When Burhanuddin died in 2014, PM Modi visited Mumbai to offer condolences to his son and successor, Syedna Mufaddal Saifuddin.
PM Modi has previously praised the business acumen of the community and their measures for social reforms. He has also mentioned how the community helped and hosted Mahatma Gandhi during Dandi March, a legendary protest in India's freedom struggle.
PM Modi visited Syedna Mufaddal Saifuddin, the current religious head of the community in 2015, and has shared a cordial relationship with him. In 2016, Syedna called on the Primer Minister who recalled his relationship with four generations of Dawoodi Bohra religious heads.
Even during his visit to Bangladesh, PM Modi met with a delegation of Dawoodi Bohras.

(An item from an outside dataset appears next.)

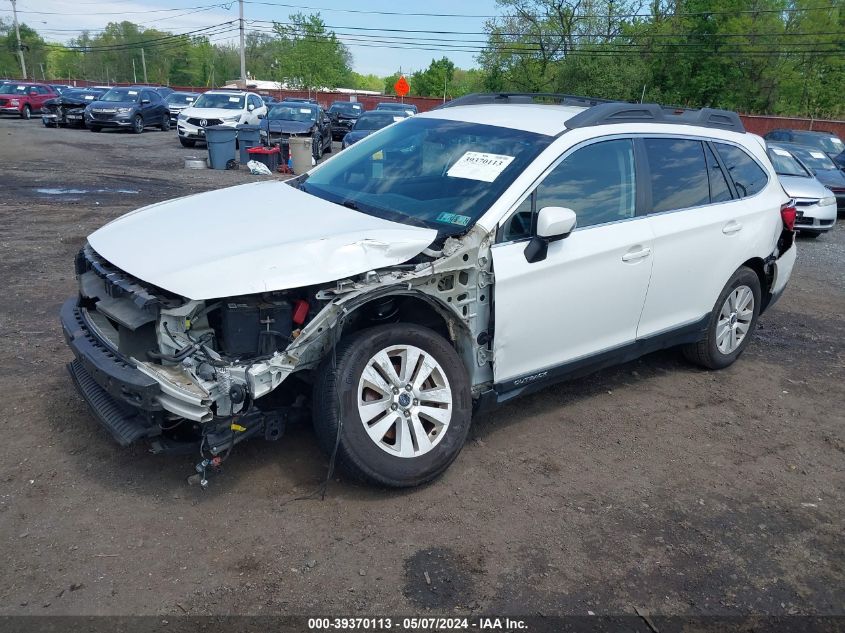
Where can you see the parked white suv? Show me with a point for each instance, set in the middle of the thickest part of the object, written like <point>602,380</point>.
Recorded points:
<point>448,262</point>
<point>218,107</point>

In 2018, the Prime Minister addressed a gathering of Dawoodi Bohra community during the Ashara Mubaraka, the Commemoration of the Martyrdom of Imam Hussain (SA), at Indore's Saifee mosque.
As per reports, the community has responded to PM Modi's outreach with support abroad by attending his overseas events in large numbers in 2014, including the Madison Square Garden event in New York and the Olympic Park Arena speech in Sydney.
The visit assumes significance as Egypt has traditionally been one of India's most important trading partners in the African continent. India-Egypt Bilateral Trade Agreement has been in operation since March 1978 and is based on the Most Favored Nation clause, according to the Egyptian Central Agency for Public Mobilization and Statistics (CAPMAS).